A group of about 40 protesters gathered in front of the Santee Sheriff’s station Monday evening to denounce congressional candidates Ammar Campa-Najjar and Darrell Issa for publicly appearing to condone local vigilante group Defend East County.
The Democrat and Republican, respectively, were interviewed by the group’s leader Justin Haskins and parts of the webstreamed video were released over the weekend.
Protest organizer John Sepulvado started the speeches by announcing San Diego Unity— a social justice, equality, and empowerment advocacy group—was gathering evidence to pass along to California Attorney General Xavier Becerra in the hope of prompting an investigation.

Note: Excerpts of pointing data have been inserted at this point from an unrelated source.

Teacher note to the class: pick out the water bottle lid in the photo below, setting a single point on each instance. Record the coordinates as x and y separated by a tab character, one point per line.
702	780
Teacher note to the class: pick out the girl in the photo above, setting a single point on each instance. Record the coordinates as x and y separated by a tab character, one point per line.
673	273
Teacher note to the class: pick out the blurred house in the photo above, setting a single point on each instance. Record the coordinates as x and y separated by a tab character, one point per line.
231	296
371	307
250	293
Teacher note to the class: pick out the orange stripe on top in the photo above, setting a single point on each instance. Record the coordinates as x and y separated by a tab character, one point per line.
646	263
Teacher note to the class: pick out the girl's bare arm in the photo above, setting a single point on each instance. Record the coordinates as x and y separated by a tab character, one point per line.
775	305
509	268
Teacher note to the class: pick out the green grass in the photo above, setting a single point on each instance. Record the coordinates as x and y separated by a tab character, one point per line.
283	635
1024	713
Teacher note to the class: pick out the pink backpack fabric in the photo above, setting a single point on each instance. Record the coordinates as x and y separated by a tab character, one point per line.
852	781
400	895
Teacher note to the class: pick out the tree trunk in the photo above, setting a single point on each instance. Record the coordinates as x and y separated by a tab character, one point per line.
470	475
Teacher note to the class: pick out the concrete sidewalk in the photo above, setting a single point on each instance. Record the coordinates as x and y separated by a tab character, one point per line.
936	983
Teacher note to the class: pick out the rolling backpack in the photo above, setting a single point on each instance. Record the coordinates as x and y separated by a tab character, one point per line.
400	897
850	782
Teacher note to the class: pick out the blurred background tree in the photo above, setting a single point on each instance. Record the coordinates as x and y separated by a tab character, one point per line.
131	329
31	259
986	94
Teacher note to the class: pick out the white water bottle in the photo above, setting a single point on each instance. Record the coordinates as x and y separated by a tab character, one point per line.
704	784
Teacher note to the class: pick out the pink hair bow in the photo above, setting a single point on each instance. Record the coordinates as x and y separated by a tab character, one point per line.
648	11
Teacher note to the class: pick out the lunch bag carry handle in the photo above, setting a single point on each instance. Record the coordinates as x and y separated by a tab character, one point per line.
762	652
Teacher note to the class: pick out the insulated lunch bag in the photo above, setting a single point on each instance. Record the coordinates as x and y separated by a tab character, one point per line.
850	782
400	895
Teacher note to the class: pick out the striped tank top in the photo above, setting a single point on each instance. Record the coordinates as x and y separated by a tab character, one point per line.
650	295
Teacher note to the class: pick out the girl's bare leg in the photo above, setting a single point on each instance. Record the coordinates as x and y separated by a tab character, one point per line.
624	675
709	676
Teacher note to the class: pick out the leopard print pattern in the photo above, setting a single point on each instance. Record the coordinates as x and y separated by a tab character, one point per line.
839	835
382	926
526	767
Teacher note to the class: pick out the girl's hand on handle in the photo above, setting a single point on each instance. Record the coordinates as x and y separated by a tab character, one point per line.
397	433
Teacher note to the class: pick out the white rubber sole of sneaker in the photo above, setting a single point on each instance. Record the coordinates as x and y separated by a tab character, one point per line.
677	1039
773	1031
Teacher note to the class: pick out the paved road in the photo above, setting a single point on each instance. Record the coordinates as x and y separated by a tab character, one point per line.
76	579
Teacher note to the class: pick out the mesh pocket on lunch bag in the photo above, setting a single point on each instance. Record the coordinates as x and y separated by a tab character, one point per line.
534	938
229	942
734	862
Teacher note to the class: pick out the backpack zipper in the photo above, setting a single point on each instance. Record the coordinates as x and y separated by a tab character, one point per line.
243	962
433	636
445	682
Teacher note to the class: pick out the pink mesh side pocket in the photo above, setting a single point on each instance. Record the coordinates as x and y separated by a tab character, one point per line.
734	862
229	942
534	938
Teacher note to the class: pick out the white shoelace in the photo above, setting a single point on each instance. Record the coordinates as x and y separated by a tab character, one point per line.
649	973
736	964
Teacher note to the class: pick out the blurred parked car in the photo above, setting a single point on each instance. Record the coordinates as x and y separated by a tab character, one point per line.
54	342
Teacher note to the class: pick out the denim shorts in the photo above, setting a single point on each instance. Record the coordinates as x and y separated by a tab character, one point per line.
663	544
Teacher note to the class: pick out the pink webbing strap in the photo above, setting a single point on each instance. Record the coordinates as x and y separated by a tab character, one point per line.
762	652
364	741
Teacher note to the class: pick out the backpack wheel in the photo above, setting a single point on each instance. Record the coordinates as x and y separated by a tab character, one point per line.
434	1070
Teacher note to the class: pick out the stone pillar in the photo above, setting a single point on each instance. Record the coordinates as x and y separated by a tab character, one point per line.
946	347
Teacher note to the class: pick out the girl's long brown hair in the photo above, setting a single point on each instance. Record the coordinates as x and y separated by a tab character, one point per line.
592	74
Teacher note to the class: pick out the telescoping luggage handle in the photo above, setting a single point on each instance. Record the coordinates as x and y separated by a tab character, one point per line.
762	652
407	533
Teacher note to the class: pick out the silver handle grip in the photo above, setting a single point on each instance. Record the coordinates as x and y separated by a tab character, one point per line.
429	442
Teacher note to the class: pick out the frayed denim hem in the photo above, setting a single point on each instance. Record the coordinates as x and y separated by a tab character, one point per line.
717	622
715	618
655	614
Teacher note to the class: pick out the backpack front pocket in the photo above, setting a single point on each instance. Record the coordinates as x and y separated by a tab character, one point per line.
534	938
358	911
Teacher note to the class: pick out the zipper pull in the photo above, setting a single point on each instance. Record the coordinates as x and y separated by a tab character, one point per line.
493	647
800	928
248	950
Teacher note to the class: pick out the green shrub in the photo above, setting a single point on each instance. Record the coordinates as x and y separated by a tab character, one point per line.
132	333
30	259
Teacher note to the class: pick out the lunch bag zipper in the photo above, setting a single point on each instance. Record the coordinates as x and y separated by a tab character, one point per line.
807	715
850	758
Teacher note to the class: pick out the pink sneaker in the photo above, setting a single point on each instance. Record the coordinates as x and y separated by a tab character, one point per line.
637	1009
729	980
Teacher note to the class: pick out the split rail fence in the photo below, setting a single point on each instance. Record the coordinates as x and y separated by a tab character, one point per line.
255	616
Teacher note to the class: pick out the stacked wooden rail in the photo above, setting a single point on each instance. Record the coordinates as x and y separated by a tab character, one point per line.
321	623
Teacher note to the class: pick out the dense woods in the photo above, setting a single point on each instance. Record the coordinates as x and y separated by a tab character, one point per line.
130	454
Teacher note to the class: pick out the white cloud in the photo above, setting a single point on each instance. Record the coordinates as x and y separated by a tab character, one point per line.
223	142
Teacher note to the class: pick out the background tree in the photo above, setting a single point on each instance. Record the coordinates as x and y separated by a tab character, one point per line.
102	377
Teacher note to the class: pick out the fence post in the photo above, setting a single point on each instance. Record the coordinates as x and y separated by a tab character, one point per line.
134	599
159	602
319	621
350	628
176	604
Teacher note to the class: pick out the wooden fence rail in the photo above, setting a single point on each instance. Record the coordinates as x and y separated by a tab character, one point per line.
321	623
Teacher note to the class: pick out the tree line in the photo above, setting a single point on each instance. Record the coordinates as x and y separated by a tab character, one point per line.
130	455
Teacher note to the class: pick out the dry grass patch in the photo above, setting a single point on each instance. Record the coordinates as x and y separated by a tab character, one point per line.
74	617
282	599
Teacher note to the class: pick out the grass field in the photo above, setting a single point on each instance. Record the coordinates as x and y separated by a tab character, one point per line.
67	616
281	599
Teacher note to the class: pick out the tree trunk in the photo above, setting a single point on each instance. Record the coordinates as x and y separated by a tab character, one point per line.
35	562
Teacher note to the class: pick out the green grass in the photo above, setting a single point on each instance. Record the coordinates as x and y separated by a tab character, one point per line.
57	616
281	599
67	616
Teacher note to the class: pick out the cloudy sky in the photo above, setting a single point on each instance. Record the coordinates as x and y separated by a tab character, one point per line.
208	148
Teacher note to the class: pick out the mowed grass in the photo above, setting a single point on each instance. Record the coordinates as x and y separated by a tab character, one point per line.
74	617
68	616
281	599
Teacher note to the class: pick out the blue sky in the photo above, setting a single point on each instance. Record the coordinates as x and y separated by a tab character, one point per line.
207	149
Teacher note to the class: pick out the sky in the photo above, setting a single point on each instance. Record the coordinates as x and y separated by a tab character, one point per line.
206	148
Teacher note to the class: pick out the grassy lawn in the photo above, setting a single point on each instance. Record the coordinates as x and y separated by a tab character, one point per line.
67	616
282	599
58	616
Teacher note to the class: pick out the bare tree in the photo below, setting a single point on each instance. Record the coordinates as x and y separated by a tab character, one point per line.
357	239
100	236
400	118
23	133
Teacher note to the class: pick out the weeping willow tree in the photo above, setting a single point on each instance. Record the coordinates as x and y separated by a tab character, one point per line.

“How many times do we have to tolerate being abused by racists? We’re tired,” Sepulvado said before announcing several speakers that night would be identified solely by first name for their protection and the gathering kept under an hour because of a threat he said he had received earlier in the evening from DEC warning him against holding the event.
Defend East County was formed this year in response to Black Lives Matter protests against police brutality and has been criticized for encouraging racism and white supremacy on its social media pages.
One woman identified herself as Persian-American and said she was disappointed that Campa-Najjar, “a Middle Eastern man can sit down and chitchat with DEC.”
Another speaker said that whether or not anyone in attendance voted for either Campa-Najjar or Issa, the reality is one of them is going to win the election and hold office.
“What next? Watch their every move. For the entire time they are in office, it is our job as voters to watch them and hold them accountable. Don’t stop paying attention,” she said.
As the protest drew to a close Sepulvado recalled how Campa-Najjar was “brutally subjected to racist attacks from Duncan Hunter back when he was campaigning against him,” and reiterated plans to present a case to Becerra.
“We are not saying Defend East County is guilty, we are saying they need to be investigated,” Sepulvado said.
He whipped out two cans of red spray paint, announced he would be taking a symbolic stand against the red line of racism, then drew a line across the sidewalk.
Several other people followed suit, one saying audibly “I’m so tired” as she sprayed a red line of paint.
San Diego Sheriff’s Deputies emerged from the Santee substation and arrested Sepulvado after he claimed sole responsibility for painting on the sidewalk.